Edit: Turns out if quote the entire first line containing the name, Google finds the comment. It seems they're only purging parts of their index


Using double quotes used to do this...but for semi-obscure topics I notice Google search doesn't give a crap about the quotes, it'll latch onto one or neither of the terms.


I'd estimate that running a large language model like GPT-3.5 or Lambda is currently 100x-1000x both more expensive and slower to run inference through than a language model like BERT.

So deploying it at Google scale is not viable (yet).

There is also the question of incentives. If an LLM model can return exactly what the user asked for, where do you put ads? Before the answer, after the answer or inside the answer? Any of those is a bad outcome for the user wanting just the answer.

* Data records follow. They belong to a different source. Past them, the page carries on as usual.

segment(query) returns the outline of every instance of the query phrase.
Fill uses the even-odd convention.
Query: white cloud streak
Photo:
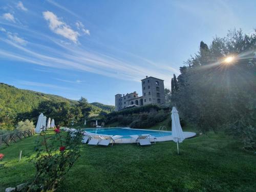
[[[49,3],[52,4],[52,5],[54,5],[54,6],[58,8],[59,9],[62,9],[63,11],[65,11],[67,12],[68,13],[70,13],[74,16],[75,16],[77,17],[79,17],[79,16],[78,15],[77,15],[77,14],[74,13],[73,11],[71,11],[69,10],[69,9],[67,9],[66,7],[57,4],[57,3],[55,2],[54,1],[52,1],[52,0],[46,0],[46,1]]]
[[[86,29],[84,28],[84,26],[82,23],[82,22],[79,22],[79,20],[78,20],[76,23],[76,27],[77,28],[77,29],[78,30],[79,30],[80,31],[82,31],[83,33],[84,33],[84,34],[86,34],[87,35],[90,35],[90,31],[89,31],[89,30]]]
[[[54,79],[60,81],[63,81],[63,82],[70,82],[71,83],[79,83],[80,82],[86,82],[86,81],[81,81],[80,80],[77,79],[75,81],[70,81],[69,80],[66,80],[66,79],[59,79],[57,78],[54,78]]]
[[[23,5],[23,4],[22,3],[22,2],[18,2],[18,3],[17,4],[16,7],[18,9],[20,9],[23,11],[27,11],[28,9],[27,9]]]
[[[29,86],[43,87],[48,88],[53,88],[53,89],[62,89],[62,90],[70,89],[67,88],[60,87],[52,84],[42,83],[40,82],[33,82],[33,81],[20,81],[19,82],[19,83],[22,84],[24,84],[25,86]]]
[[[16,23],[15,19],[13,15],[10,13],[4,13],[2,17],[6,20],[10,22],[12,22],[13,23]]]
[[[49,27],[52,31],[67,38],[75,44],[78,42],[79,33],[60,20],[53,12],[48,11],[42,12],[42,14],[44,18],[49,22]]]
[[[23,39],[21,37],[18,37],[17,34],[7,32],[7,36],[12,41],[22,45],[23,46],[26,46],[28,43],[28,41],[26,40]]]

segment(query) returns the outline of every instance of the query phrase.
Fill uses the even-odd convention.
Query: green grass
[[[19,162],[18,158],[20,150],[24,155],[34,154],[36,138],[0,148],[5,155],[0,162],[1,191],[32,179],[33,164],[27,157]],[[211,132],[185,140],[180,155],[172,141],[147,146],[83,145],[81,157],[58,191],[254,192],[256,156],[239,146],[223,133]]]

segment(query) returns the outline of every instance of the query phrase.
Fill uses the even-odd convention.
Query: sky
[[[256,1],[0,1],[0,82],[114,105],[164,80],[228,30],[256,28]]]

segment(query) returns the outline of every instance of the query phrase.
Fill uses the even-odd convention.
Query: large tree
[[[178,90],[172,80],[181,115],[203,131],[238,124],[245,130],[255,127],[255,33],[241,30],[215,38],[209,47],[201,41],[200,51],[180,68]]]

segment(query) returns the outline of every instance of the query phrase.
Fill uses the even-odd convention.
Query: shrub
[[[56,129],[54,131],[55,134],[47,139],[45,132],[41,132],[38,136],[42,137],[42,141],[38,138],[37,154],[31,159],[36,172],[34,181],[26,191],[54,191],[80,156],[82,136],[80,131],[77,130],[75,134],[67,132],[65,138],[63,138],[59,129]]]
[[[18,122],[16,126],[16,130],[21,131],[29,130],[32,130],[35,129],[34,123],[32,121],[26,119],[25,121],[20,121]]]
[[[244,148],[255,151],[256,148],[256,129],[242,119],[229,124],[226,133],[232,135],[241,142]]]

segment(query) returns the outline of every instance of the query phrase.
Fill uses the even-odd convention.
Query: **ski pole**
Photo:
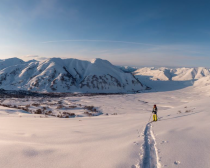
[[[151,117],[152,117],[152,114],[151,114],[151,116],[150,116],[150,118],[149,118],[149,121],[150,121]],[[149,122],[149,121],[148,121],[148,122]]]

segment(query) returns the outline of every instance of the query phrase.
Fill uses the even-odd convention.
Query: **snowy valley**
[[[209,69],[1,61],[0,167],[210,167]]]

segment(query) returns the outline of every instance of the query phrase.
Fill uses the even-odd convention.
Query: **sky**
[[[210,1],[1,0],[0,59],[210,67]]]

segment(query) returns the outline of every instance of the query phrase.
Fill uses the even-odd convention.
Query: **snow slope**
[[[24,64],[25,62],[19,58],[9,58],[0,60],[0,70],[18,64]]]
[[[121,69],[123,72],[131,73],[136,71],[138,68],[136,67],[130,67],[130,66],[117,66],[119,69]]]
[[[42,92],[126,93],[144,90],[132,74],[110,62],[51,58],[0,71],[0,87]]]
[[[187,81],[200,79],[210,75],[210,70],[204,67],[198,68],[141,68],[134,72],[135,75],[148,76],[152,80]]]

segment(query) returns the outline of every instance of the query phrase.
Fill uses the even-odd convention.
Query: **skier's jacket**
[[[153,107],[152,113],[157,114],[157,107]]]

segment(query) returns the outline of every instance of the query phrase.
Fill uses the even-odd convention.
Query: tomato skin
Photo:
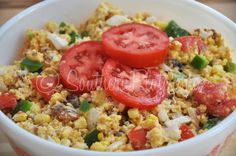
[[[197,48],[198,52],[204,52],[206,45],[199,36],[183,36],[175,38],[174,41],[179,41],[182,44],[181,50],[183,52],[189,52]]]
[[[0,110],[10,112],[16,108],[17,99],[15,95],[3,94],[0,95]]]
[[[77,94],[102,86],[101,73],[106,59],[101,42],[87,41],[71,47],[59,66],[63,86]]]
[[[137,29],[137,32],[140,31],[144,33],[150,33],[151,35],[156,36],[159,39],[153,39],[153,41],[142,41],[137,36],[135,36],[134,33],[129,32],[131,33],[128,35],[129,39],[133,39],[134,41],[141,40],[140,42],[148,42],[153,44],[154,46],[139,49],[137,47],[134,47],[133,45],[133,47],[128,45],[130,44],[128,43],[127,46],[122,47],[124,40],[121,40],[121,38],[123,38],[124,35],[122,36],[119,34],[115,37],[113,36],[114,34],[124,33],[126,31],[129,31],[130,29]],[[135,43],[137,43],[137,41],[135,41]],[[102,46],[107,55],[115,60],[120,61],[123,64],[137,68],[151,67],[160,65],[166,60],[169,51],[169,38],[165,32],[162,32],[152,26],[138,23],[129,23],[122,24],[117,27],[112,27],[108,31],[104,32],[102,35]]]
[[[179,141],[184,141],[184,140],[187,140],[187,139],[190,139],[190,138],[194,137],[194,134],[190,130],[188,125],[182,124],[180,126],[180,130],[181,130],[181,138],[180,138]]]
[[[222,103],[208,105],[207,111],[209,114],[216,117],[227,117],[236,108],[236,99],[225,100]]]
[[[193,90],[198,104],[205,104],[207,112],[217,117],[226,117],[236,107],[236,99],[230,99],[227,86],[222,83],[201,82]]]
[[[36,77],[31,79],[31,82],[44,100],[49,101],[51,96],[55,93],[55,88],[59,84],[59,79],[56,77]]]
[[[167,81],[156,69],[135,69],[109,59],[102,75],[107,93],[129,107],[151,109],[167,95]]]
[[[145,144],[147,143],[146,135],[147,130],[144,128],[132,129],[129,132],[128,138],[135,150],[147,149],[147,147],[145,146]]]

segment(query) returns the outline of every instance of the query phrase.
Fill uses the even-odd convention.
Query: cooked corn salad
[[[126,102],[118,97],[117,92],[112,92],[112,87],[107,90],[103,85],[96,85],[79,92],[70,87],[62,76],[64,67],[61,64],[68,59],[66,57],[74,50],[73,47],[88,42],[103,42],[105,34],[111,30],[116,35],[118,32],[115,29],[133,25],[140,27],[137,30],[141,33],[144,31],[142,27],[148,27],[150,31],[160,31],[161,35],[165,33],[164,37],[168,35],[165,41],[168,50],[164,50],[168,51],[168,55],[163,54],[164,62],[158,62],[150,69],[150,73],[161,77],[158,87],[162,90],[137,91],[141,83],[139,80],[143,77],[139,71],[133,72],[139,73],[138,76],[131,74],[130,82],[137,79],[134,86],[124,85],[129,96],[137,94],[136,102],[132,102],[133,99]],[[133,39],[134,34],[128,34],[119,44],[127,47],[126,42],[133,43],[140,39],[139,36]],[[152,40],[150,44],[146,43],[145,37],[138,49],[152,46]],[[133,40],[130,41],[130,38]],[[155,36],[153,40],[157,40]],[[109,48],[108,44],[102,44]],[[100,46],[94,44],[91,48]],[[30,133],[68,147],[133,151],[167,146],[204,133],[228,116],[236,106],[236,65],[220,33],[213,29],[196,29],[189,33],[175,21],[159,21],[142,12],[131,17],[109,3],[101,3],[94,15],[79,28],[62,21],[48,22],[40,30],[28,29],[22,53],[24,57],[21,60],[0,67],[0,109]],[[106,57],[114,58],[115,55],[105,56],[104,59],[97,57],[90,59],[100,66]],[[139,64],[140,61],[145,62],[142,57],[143,60],[132,60],[127,55],[130,62],[126,64],[122,60],[122,65],[117,66],[119,70],[142,68],[149,72],[146,68],[149,65]],[[154,62],[160,57],[153,57]],[[81,58],[77,60],[80,64],[84,63]],[[107,62],[117,64],[113,60]],[[87,61],[85,66],[75,69],[81,73],[90,72],[89,63]],[[111,75],[116,72],[111,72]],[[103,69],[104,73],[109,73],[109,70]],[[118,78],[127,77],[125,74],[118,73]],[[87,80],[80,75],[79,79]],[[159,79],[154,80],[154,83],[156,80],[159,82]],[[142,99],[140,101],[142,96],[149,97],[153,92],[158,94],[155,97],[158,102],[151,103],[149,100],[145,104]]]

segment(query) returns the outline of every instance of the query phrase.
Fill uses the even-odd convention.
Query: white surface
[[[100,0],[50,0],[17,15],[6,23],[0,30],[0,65],[11,62],[23,42],[23,33],[26,28],[40,28],[47,21],[68,21],[75,24],[87,19],[100,3]],[[175,19],[183,27],[192,30],[194,28],[215,28],[225,36],[229,45],[236,49],[235,24],[206,6],[187,0],[111,0],[128,14],[136,11],[148,11],[158,19]],[[57,156],[205,156],[209,154],[217,144],[222,143],[236,128],[236,112],[231,114],[222,123],[210,131],[193,139],[146,151],[129,153],[101,153],[67,148],[51,142],[46,142],[34,135],[22,130],[3,113],[0,112],[1,129],[8,137],[26,150],[31,155],[57,155]]]

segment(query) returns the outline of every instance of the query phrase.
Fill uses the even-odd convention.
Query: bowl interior
[[[93,14],[100,2],[102,0],[93,0],[89,3],[84,0],[50,0],[18,14],[0,28],[0,65],[10,64],[16,58],[16,54],[23,46],[24,33],[27,28],[39,29],[48,21],[68,21],[79,25]],[[120,7],[129,15],[133,15],[137,11],[144,11],[149,12],[160,20],[168,21],[174,19],[182,27],[190,31],[196,28],[213,28],[222,33],[226,43],[234,51],[234,58],[236,56],[236,25],[223,15],[195,1],[148,0],[147,2],[147,0],[110,0],[109,2]],[[229,125],[233,118],[235,118],[235,115],[236,112],[229,117],[230,119],[227,122],[224,121],[225,125]],[[3,117],[3,114],[0,113],[0,119],[6,119],[6,117]],[[9,121],[4,120],[2,122],[5,122],[7,125]],[[18,129],[16,126],[15,128]],[[221,131],[222,129],[221,127]],[[207,134],[203,135],[206,136]],[[189,143],[197,141],[198,138],[203,140],[203,137],[199,136],[194,138],[195,140],[190,139]],[[34,142],[34,140],[31,141]],[[184,142],[181,144],[186,145]],[[58,147],[50,146],[55,149]],[[172,147],[174,146],[177,147],[178,145],[173,145]],[[170,148],[166,147],[165,149]]]

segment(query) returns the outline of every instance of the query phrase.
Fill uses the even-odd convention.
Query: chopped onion
[[[48,33],[48,39],[52,42],[57,50],[64,49],[68,45],[68,42],[57,34]]]
[[[117,149],[119,146],[124,145],[124,144],[125,144],[125,142],[120,140],[120,141],[114,142],[111,145],[109,145],[107,147],[107,149],[112,151],[112,150]]]

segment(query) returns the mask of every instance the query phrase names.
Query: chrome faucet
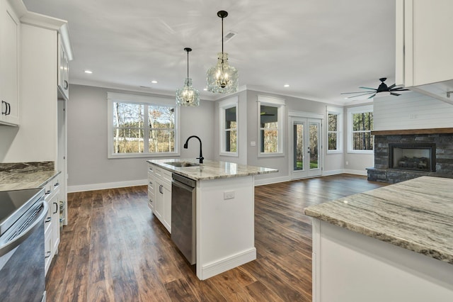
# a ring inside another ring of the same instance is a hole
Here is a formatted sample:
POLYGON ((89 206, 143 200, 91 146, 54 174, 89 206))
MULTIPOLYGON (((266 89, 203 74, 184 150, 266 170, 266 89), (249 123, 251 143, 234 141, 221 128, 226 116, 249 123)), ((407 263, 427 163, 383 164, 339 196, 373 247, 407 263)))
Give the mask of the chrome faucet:
POLYGON ((189 140, 192 138, 197 138, 199 141, 200 141, 200 157, 197 157, 197 160, 200 160, 200 163, 202 164, 203 163, 203 160, 205 159, 205 157, 203 157, 203 152, 201 150, 201 140, 200 139, 199 137, 197 137, 197 135, 192 135, 192 136, 189 136, 188 138, 187 139, 187 140, 185 141, 185 143, 184 144, 184 149, 187 149, 188 148, 188 142, 189 142, 189 140))

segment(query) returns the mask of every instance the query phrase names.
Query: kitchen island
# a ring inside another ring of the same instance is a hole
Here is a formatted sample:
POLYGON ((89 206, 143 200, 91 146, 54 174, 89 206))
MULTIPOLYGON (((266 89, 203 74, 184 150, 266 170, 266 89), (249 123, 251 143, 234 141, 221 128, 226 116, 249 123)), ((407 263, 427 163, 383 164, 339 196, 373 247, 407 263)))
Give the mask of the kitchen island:
POLYGON ((452 187, 422 177, 305 208, 313 301, 453 301, 452 187))
MULTIPOLYGON (((200 279, 256 259, 254 176, 276 172, 277 169, 206 160, 199 165, 194 160, 183 159, 154 160, 148 162, 151 171, 149 173, 164 175, 163 184, 168 178, 165 171, 196 181, 196 270, 200 279), (178 163, 184 163, 185 167, 175 166, 178 163), (195 165, 188 166, 190 163, 195 165), (162 172, 161 169, 165 171, 162 172)), ((155 181, 150 181, 149 196, 151 196, 151 203, 154 191, 156 194, 166 193, 161 184, 159 190, 156 185, 155 181)), ((156 211, 156 207, 157 205, 150 206, 157 217, 161 214, 159 210, 156 211)), ((166 222, 171 218, 168 218, 168 211, 166 214, 166 206, 160 208, 164 211, 161 220, 171 232, 168 228, 171 223, 166 222)))

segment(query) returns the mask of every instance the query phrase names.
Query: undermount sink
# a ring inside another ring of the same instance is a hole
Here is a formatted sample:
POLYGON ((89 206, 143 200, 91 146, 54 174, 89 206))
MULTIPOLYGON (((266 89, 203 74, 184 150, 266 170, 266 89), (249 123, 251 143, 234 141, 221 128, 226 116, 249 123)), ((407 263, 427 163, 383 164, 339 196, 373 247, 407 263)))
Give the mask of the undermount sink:
POLYGON ((197 164, 196 162, 164 162, 166 164, 169 164, 173 167, 197 167, 200 166, 200 164, 197 164))

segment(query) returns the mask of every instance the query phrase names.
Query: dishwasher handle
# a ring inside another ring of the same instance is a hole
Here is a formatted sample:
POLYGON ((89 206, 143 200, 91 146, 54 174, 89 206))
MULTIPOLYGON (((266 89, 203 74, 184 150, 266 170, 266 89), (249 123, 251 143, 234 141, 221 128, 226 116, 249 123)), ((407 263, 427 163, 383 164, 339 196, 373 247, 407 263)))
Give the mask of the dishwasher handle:
POLYGON ((38 213, 35 216, 34 221, 31 222, 30 225, 25 228, 21 234, 17 235, 14 239, 7 242, 4 245, 0 246, 0 257, 7 254, 10 251, 14 250, 18 247, 21 243, 23 242, 30 235, 35 231, 35 229, 39 228, 40 225, 43 223, 44 218, 47 215, 48 206, 47 203, 42 199, 38 213))
POLYGON ((185 184, 183 184, 182 182, 178 181, 177 180, 173 179, 171 181, 171 185, 172 186, 178 186, 179 188, 181 188, 185 191, 192 191, 195 188, 193 186, 188 186, 185 184))

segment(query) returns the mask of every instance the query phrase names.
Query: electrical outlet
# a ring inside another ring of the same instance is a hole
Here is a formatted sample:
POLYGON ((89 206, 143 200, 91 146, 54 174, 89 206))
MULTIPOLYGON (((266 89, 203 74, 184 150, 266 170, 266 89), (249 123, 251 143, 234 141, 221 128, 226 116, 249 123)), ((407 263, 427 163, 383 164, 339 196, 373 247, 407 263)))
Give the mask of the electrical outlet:
POLYGON ((234 191, 227 191, 224 192, 224 200, 233 199, 234 198, 234 191))

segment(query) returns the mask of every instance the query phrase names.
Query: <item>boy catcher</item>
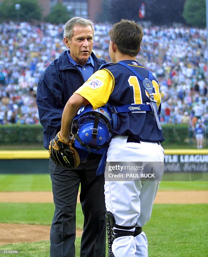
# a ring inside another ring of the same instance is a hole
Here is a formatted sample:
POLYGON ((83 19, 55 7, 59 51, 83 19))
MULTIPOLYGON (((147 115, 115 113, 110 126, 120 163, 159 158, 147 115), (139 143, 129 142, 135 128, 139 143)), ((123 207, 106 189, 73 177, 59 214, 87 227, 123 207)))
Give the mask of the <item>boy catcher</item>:
MULTIPOLYGON (((81 106, 90 104, 94 109, 108 103, 115 107, 117 121, 112 128, 107 161, 158 163, 152 168, 156 173, 163 169, 164 160, 160 143, 164 139, 158 117, 161 97, 157 80, 136 59, 142 29, 134 21, 122 20, 109 34, 113 62, 101 66, 69 98, 59 136, 64 143, 70 141, 70 128, 81 106)), ((109 257, 147 257, 147 241, 142 227, 150 219, 159 183, 106 181, 109 257)))

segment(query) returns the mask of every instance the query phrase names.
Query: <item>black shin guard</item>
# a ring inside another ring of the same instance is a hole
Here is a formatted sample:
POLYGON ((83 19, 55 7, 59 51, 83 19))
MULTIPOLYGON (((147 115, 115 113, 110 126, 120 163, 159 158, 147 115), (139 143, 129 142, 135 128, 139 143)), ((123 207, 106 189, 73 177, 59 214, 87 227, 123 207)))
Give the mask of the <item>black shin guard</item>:
POLYGON ((110 212, 106 212, 106 218, 108 235, 108 257, 115 257, 112 252, 112 244, 114 240, 120 236, 136 236, 139 235, 142 231, 142 228, 140 227, 135 227, 134 226, 131 227, 125 227, 117 225, 116 224, 113 214, 110 212), (114 227, 119 229, 116 229, 114 228, 114 227), (135 231, 128 231, 134 227, 135 229, 135 231))

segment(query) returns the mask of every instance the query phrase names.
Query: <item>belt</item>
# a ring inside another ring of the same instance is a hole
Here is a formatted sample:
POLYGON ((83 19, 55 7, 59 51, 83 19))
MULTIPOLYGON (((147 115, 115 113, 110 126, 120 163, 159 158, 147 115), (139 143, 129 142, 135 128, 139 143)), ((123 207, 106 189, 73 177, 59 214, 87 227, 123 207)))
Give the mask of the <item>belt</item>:
MULTIPOLYGON (((158 144, 160 144, 160 143, 159 142, 150 142, 149 141, 146 141, 144 140, 141 140, 141 141, 142 142, 147 142, 149 143, 157 143, 158 144)), ((127 143, 131 142, 138 143, 139 144, 141 143, 140 140, 139 139, 135 138, 135 137, 134 137, 131 135, 128 136, 128 138, 127 139, 127 141, 126 142, 127 143)))

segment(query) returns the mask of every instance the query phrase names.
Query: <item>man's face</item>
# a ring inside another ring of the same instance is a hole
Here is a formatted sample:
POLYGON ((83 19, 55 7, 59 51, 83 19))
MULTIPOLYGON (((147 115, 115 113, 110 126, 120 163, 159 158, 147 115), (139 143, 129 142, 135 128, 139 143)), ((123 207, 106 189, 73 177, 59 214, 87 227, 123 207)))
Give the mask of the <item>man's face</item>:
POLYGON ((66 38, 64 40, 70 50, 70 56, 78 63, 83 66, 87 61, 93 45, 93 32, 90 26, 75 25, 73 28, 71 40, 66 38))

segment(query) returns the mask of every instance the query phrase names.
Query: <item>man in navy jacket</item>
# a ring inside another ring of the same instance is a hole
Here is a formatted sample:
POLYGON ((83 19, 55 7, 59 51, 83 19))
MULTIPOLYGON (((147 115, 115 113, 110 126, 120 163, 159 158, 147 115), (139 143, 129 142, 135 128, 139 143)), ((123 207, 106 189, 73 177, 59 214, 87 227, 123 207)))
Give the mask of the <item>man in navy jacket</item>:
MULTIPOLYGON (((60 130, 62 113, 69 98, 106 63, 92 52, 94 33, 93 24, 88 20, 77 17, 68 21, 63 40, 69 50, 47 67, 39 82, 36 102, 46 149, 60 130)), ((49 160, 55 206, 50 234, 51 257, 75 256, 75 210, 80 184, 84 217, 81 257, 105 256, 104 174, 96 174, 101 157, 90 154, 86 163, 71 170, 49 160)))

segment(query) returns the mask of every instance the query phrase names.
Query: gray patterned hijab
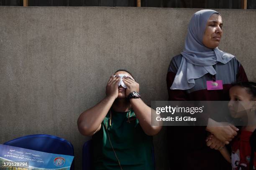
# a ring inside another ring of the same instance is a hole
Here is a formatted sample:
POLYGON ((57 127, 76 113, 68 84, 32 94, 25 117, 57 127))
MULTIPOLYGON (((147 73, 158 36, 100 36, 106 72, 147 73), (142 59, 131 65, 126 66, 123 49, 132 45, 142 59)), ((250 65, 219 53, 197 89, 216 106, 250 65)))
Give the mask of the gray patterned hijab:
POLYGON ((192 17, 185 47, 181 52, 183 57, 171 89, 191 89, 195 86, 195 79, 208 72, 212 75, 216 73, 213 65, 218 62, 225 64, 234 57, 218 47, 212 49, 202 43, 207 21, 215 13, 219 14, 213 10, 203 10, 197 12, 192 17))

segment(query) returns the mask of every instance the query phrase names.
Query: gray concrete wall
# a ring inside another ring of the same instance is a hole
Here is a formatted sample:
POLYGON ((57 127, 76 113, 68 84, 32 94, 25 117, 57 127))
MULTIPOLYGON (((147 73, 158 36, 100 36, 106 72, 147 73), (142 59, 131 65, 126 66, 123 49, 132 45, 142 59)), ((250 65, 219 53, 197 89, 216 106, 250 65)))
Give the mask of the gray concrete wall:
MULTIPOLYGON (((0 143, 44 133, 70 141, 76 170, 89 138, 80 113, 105 95, 119 68, 134 75, 142 99, 167 99, 169 62, 182 50, 198 9, 0 7, 0 143)), ((220 48, 235 55, 256 81, 256 10, 218 10, 220 48)), ((167 169, 165 128, 154 138, 156 169, 167 169)))

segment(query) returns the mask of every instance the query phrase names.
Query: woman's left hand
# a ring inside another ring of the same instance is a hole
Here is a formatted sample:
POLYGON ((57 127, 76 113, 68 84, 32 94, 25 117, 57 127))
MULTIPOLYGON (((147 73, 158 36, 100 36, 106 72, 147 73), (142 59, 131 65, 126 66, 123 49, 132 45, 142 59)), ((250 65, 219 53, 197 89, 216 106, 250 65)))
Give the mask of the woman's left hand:
POLYGON ((220 150, 225 145, 225 144, 217 138, 214 135, 210 135, 206 140, 206 145, 212 149, 220 150))
POLYGON ((131 78, 124 76, 123 78, 123 81, 126 86, 127 86, 126 88, 126 96, 133 91, 139 92, 140 85, 131 78))

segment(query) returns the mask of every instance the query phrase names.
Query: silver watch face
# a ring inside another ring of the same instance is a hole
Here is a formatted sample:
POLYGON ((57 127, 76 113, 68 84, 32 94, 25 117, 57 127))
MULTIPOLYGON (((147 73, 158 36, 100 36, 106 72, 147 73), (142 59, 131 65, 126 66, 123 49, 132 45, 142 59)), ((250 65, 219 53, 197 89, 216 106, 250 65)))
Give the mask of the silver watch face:
POLYGON ((133 92, 133 95, 134 96, 139 97, 140 94, 138 92, 133 92))

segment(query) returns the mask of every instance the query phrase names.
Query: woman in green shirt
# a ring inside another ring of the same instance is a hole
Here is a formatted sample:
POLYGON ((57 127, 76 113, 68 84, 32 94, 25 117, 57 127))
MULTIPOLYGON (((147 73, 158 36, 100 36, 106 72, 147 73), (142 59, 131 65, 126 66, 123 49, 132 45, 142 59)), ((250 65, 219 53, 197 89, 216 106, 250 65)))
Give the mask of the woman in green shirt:
POLYGON ((132 75, 125 70, 115 74, 106 96, 77 120, 80 133, 92 136, 94 169, 153 170, 151 136, 161 126, 151 125, 151 108, 141 99, 132 75))

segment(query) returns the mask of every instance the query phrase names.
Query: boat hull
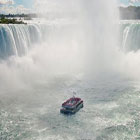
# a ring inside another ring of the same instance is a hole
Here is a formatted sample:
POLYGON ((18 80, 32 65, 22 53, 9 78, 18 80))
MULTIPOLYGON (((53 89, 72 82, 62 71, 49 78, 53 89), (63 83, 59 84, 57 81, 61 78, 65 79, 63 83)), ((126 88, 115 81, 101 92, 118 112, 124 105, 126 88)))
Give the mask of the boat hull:
POLYGON ((69 109, 60 109, 60 113, 62 114, 75 114, 76 112, 78 112, 81 108, 83 108, 83 103, 79 104, 76 108, 69 110, 69 109))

We already witnessed the failure to monetize Alexa with ads - in a purely question answering setting, users will not tolerate anything but the answer itself. Thus, the business model for this needs to be paid AI/search, and Google would be facing innovator's dillema. If I was writing a book about Google, I would love to witness the VP level meetings at Google at this moment.


I can easily see how to monetize it in a minute - whenever the answer involves a recommendation that has monetary value (a product or service) you get the option of choosing what product label to recommend and there’s the monetization angle.


Problem with this is a) product or service recommendations are a tiny fraction of queries and b) gpt3 and any llm would be pretty bad at doing this, because they would exclude any recent product/services (they are trained on data from 1-2 years ago) and c) if the output of llm is changed in a way to replace llm’s recommendation with a paid one, why bother with having a llm in the first place?


The question is: how does Google monetize chatGPT results? If the answer is right there on the page, what’s the incentive for anyone to click on an ad?


If ads were truly useful we'd click on them anyway. You may be looking for the answer to how to run a VM inside of ChatGPT[0] but the AI also knows you'd like a new pair of headphones so… two birds with one stone!

[0] https://news.ycombinator.com/item?id=33847479


  > the AI also knows you'd like a new pair of headphone
I understand how Google knows that I'm currently searching for a new pair of headphones. But how did _you_ know?!?


If the entire internet is composed of bot written SEO spam, I think you’re spot on.